O estudo realizou estimativas populacionais, tendo como horizonte o ano de 2030. Os pesquisadores consideraram o crescimento vegetativo e o comportamento migratório das populações. “Bens e serviços distribuídos desigualmente contribuem para a estruturação de redes de cidades de diferentes hierarquias. Uma vez que o cenário para os próximos 20 anos sinaliza estabilidade no crescimento populacional na maior parte das regiões de articulação – com um número reduzido áreas atraindo população e outras poucas vivendo evasão -, é provável que haja maior segurança para o planejamento. É importante combinar a transição demográfica e a acessibilidade com a presença de serviços de saúde selecionados para os segmentos etários escolhidos segundo as regiões imediatas de articulação urbana. Também deve-se identificar as áreas com vazios de serviços de saúde, mas com facilidade de acesso, de forma a potencializar a implantação de equipamentos”, observou Monica.

Abordagem do território

“O valor dos estudos prospectivos está exatamente em seu uso como norteador das políticas públicas”. A avaliação é de Leandro Freitas Couto, pesquisador do Ipea que durante o seminário analisou experiências do Ministério do Planejamento, Orçamento e Gestão em prospecção estratégica do futuro. O estudo em questão buscou identificar uma carteira de investimentos (oportunidade de negócios) para a estratégia de desenvolvimento territorial de longo prazo, no âmbito do Governo Federal, em um contexto de estagnação ou baixo nível de investimento público.
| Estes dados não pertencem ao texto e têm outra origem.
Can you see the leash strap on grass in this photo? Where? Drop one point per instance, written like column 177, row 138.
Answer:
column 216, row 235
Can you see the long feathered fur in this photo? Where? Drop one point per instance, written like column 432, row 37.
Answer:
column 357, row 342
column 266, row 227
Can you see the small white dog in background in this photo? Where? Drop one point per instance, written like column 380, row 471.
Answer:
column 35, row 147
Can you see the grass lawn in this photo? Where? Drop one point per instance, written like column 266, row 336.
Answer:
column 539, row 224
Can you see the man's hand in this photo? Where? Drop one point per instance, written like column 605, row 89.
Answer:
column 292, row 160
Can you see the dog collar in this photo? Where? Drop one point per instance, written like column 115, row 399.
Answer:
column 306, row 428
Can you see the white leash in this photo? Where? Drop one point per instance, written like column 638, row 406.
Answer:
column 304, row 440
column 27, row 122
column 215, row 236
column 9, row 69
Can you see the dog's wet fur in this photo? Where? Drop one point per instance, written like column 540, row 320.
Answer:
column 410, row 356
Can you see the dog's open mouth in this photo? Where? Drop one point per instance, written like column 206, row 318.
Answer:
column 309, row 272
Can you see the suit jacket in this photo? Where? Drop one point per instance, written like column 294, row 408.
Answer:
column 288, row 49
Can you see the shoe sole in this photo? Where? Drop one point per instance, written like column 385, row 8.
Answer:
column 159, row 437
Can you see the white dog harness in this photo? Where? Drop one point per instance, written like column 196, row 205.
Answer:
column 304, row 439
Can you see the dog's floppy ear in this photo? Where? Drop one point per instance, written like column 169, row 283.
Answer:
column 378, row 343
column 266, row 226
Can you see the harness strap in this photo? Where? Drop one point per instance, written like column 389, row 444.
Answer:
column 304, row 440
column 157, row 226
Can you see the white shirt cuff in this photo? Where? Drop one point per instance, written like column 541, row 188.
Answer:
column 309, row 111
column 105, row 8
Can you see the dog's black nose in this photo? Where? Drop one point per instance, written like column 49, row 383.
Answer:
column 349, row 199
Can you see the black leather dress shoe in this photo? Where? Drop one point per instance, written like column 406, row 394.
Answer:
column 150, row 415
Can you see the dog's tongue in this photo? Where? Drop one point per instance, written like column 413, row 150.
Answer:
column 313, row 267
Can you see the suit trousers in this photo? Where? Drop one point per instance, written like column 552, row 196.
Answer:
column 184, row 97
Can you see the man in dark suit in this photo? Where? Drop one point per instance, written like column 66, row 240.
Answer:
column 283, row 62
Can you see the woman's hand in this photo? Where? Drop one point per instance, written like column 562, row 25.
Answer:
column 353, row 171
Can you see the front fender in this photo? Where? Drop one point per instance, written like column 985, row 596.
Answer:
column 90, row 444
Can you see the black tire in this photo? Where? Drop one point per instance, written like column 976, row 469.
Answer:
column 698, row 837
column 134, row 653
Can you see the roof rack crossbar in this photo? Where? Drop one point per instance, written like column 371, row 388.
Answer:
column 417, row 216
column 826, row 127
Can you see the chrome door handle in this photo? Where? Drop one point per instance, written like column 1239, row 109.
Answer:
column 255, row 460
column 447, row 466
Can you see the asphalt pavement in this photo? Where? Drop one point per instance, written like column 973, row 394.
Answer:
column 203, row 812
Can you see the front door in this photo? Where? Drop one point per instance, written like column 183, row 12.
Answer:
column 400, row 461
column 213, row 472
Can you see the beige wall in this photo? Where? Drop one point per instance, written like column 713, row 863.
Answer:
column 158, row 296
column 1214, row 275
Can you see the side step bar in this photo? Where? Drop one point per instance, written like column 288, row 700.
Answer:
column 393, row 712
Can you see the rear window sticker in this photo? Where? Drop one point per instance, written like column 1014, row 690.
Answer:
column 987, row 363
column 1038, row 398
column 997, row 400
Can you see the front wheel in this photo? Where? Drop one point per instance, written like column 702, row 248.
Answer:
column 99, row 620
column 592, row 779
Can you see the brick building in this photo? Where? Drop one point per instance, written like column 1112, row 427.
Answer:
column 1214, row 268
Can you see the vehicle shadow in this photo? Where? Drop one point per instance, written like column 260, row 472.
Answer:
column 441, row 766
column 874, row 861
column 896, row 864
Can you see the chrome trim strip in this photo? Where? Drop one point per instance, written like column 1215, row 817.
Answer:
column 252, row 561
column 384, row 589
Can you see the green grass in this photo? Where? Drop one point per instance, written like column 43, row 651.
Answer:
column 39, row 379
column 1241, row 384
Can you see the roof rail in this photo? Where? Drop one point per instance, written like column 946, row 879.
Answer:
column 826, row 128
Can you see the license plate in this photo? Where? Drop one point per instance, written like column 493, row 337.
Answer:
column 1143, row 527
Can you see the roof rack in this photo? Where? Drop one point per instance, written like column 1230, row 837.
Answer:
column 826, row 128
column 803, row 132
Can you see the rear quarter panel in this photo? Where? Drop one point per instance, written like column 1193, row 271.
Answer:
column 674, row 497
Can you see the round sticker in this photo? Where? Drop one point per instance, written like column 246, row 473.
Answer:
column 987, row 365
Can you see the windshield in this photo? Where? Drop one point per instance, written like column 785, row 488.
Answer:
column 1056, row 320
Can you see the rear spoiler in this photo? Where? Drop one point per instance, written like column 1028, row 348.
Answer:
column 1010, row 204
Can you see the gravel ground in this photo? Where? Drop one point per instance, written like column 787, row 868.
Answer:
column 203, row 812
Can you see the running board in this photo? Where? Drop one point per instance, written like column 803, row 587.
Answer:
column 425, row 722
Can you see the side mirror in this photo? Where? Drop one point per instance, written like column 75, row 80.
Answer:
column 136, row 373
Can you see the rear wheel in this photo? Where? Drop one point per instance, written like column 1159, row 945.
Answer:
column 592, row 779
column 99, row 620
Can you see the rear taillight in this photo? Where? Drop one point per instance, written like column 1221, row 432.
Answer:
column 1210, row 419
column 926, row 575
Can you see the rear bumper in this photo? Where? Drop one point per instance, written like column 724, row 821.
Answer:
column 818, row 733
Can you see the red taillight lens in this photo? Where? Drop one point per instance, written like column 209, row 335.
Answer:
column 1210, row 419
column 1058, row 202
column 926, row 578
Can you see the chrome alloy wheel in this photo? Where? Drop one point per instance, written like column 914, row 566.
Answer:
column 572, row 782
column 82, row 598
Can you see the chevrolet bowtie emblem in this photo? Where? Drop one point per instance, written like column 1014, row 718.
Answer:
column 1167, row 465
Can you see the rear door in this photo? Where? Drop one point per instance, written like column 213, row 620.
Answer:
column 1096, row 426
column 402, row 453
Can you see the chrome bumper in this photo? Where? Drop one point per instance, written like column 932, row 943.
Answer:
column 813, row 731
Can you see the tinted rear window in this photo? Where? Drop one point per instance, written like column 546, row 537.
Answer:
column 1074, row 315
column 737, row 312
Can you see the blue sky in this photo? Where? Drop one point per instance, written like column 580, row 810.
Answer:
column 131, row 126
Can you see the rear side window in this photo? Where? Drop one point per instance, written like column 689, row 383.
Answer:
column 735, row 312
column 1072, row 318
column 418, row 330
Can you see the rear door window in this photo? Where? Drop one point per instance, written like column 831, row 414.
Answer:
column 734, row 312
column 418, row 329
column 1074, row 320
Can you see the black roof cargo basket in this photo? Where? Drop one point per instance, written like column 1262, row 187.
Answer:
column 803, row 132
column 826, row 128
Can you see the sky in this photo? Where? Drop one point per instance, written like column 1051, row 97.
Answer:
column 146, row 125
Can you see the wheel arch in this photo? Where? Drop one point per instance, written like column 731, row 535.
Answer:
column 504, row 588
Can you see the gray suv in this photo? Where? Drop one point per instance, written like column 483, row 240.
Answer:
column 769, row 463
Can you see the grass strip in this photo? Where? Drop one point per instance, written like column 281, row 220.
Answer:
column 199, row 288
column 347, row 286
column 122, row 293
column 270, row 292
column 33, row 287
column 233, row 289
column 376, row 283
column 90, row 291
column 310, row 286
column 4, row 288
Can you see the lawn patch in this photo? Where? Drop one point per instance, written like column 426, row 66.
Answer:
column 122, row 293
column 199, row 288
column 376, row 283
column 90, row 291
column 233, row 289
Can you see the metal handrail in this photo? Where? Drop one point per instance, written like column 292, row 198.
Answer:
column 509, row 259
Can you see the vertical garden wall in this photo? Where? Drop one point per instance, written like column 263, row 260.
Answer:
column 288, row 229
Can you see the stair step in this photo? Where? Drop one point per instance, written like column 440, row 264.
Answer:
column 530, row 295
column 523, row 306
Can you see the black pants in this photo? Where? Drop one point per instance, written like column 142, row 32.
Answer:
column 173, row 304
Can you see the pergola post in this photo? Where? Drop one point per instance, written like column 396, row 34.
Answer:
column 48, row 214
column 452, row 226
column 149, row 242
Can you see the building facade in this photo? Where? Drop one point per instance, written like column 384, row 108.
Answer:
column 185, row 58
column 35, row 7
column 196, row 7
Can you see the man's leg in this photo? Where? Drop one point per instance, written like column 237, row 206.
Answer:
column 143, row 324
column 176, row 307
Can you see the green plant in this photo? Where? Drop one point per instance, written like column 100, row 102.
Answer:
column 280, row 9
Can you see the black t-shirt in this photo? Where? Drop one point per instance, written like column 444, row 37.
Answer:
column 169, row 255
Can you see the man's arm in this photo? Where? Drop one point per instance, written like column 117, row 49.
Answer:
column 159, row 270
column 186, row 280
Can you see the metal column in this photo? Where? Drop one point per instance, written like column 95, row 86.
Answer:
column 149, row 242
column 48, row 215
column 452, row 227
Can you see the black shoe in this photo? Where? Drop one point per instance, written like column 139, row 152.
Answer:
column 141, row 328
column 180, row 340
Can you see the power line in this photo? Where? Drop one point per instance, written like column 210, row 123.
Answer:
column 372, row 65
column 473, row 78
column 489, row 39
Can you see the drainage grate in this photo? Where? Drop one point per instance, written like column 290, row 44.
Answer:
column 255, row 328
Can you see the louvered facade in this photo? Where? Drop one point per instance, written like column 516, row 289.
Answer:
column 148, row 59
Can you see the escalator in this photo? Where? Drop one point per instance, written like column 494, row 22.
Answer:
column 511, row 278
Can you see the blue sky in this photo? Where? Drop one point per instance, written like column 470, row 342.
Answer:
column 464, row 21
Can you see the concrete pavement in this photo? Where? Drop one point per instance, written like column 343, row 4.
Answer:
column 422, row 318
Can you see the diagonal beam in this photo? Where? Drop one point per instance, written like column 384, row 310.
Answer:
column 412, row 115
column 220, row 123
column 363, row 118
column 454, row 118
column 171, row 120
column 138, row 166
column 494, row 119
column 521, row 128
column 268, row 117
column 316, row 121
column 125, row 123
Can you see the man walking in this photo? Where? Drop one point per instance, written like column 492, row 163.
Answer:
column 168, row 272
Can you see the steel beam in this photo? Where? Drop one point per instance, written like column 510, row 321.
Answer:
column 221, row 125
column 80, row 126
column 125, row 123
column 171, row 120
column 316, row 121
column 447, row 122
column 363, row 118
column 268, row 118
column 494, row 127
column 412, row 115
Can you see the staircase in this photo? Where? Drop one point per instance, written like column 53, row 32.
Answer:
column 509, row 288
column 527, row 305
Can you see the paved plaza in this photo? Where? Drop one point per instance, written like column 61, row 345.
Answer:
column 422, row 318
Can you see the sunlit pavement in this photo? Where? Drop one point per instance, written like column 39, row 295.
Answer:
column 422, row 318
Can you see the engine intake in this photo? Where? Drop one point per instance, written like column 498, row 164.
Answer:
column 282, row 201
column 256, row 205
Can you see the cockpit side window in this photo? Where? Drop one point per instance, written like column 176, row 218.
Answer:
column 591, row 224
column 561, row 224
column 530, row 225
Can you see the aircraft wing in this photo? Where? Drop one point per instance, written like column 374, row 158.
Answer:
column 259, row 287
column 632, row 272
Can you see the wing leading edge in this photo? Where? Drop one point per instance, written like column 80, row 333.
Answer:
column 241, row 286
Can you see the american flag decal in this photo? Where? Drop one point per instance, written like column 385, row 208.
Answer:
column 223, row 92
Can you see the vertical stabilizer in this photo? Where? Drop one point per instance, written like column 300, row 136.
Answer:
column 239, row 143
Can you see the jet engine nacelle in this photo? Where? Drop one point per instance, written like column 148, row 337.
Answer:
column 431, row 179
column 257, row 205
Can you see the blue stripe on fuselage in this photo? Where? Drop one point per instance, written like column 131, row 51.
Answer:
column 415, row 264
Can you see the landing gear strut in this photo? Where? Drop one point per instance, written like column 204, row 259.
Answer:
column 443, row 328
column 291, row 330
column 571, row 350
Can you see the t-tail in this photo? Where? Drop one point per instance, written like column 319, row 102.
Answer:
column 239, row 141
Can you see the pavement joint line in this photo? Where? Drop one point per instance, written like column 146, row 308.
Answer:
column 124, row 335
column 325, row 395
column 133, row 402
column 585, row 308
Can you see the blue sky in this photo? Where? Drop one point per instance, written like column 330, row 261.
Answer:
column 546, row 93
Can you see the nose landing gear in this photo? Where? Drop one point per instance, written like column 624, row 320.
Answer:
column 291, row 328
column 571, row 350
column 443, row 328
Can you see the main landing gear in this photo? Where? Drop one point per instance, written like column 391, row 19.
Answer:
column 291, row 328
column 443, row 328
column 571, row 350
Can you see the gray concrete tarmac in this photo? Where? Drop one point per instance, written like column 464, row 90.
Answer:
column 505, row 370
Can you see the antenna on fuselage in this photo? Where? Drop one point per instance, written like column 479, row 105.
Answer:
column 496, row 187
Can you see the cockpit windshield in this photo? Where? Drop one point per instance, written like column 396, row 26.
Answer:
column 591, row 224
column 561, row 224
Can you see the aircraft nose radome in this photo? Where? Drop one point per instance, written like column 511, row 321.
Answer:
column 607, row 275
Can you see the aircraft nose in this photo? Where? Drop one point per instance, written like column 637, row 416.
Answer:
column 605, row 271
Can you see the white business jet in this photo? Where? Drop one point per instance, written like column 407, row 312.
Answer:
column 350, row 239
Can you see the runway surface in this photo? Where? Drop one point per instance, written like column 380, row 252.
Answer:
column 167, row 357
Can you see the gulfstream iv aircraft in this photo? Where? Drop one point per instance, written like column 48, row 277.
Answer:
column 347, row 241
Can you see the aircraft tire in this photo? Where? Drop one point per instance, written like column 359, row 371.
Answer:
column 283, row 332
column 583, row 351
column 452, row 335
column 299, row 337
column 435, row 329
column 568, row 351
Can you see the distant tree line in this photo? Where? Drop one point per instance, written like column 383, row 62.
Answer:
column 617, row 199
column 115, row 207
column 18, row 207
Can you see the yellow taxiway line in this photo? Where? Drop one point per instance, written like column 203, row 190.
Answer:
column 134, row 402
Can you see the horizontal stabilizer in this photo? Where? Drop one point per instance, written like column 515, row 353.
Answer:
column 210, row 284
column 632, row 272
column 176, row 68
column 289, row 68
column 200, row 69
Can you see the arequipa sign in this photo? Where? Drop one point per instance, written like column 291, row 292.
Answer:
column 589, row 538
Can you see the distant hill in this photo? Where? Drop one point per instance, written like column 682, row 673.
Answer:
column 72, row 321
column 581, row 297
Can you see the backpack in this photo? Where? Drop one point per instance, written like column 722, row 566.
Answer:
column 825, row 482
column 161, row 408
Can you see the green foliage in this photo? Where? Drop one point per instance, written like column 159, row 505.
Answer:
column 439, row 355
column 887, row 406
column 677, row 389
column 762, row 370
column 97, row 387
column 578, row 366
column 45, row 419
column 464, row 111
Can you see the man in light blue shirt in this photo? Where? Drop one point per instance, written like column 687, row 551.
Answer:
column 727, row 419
“O diferencial é que, em outras experiências, não foram considerados o papel das cidades nas dinâmicas de desenvolvimento e nem as perspectivas territoriais das políticas públicas. Iniciativas como a Política Nacional de Desenvolvimento Regional e a Câmara de Políticas de Desenvolvimento Regional e Integração Nacional começaram a ganhar corpo a partir dos anos 2000, adequando as políticas públicas às especificidades dos territórios e reconhecendo a necessidade de estabelecer o diálogo federativo em planejamento e de ampliar os espaços de participação social”, concluiu Leandro.